If you take on more risk than you can stomach, you are likely to bail at the worst time, when your portfolio is way down and you have lost your courage. You’ll lock in losses in stocks and bonds and mutual funds that probably would have recovered, had you only given them time. So one of the most important things an investor can do is to figure out how much risk you can tolerate, and don’t indulge in investments that are riskier than you can tolerate.

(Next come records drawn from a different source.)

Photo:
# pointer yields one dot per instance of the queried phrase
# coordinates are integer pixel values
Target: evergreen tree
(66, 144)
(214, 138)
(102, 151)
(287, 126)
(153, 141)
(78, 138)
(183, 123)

In volatile times you overestimate risk
. Your tolerance for risk shifts somewhat based on your recent experiences. Last month I flew cross-country not long after a spate of airplane crashes. Though I’m usually a confident traveler, on the first leg of the flight I was agitated at every bump and air pocket we hit. But on the return flight, I had acclimated once again to the ordinary ups and down of the air currents. That’s human nature – through our biology, we are intended to overestimate risk. When we encounter a frightening event, our bodies react, and when we encounter the event again, we are wary. That kept our ancestors out of the path of saber-toothed tigers. But because we are programmed to avoid pain, we have a distorted view of investment risks. Our instinct is to get out of harm’s way rather than to take a more appropriate long-term perspective.

It’s painful to lose
. Most people feel the pain of losing much more than they experience the pleasure of winning. If you have the chance to participate in a coin toss where you’ll win $20 if it’s heads, and lose $10 if it’s tails, most people would take the bet. You’ve got a 50% chance to win, and the potential loss is minor. Experimenters have found that if they raise the stakes, most people shy away. Heads you win $20,000, and tails you lose $10,000 is perceived as much more risky, even though the odds are exactly the same.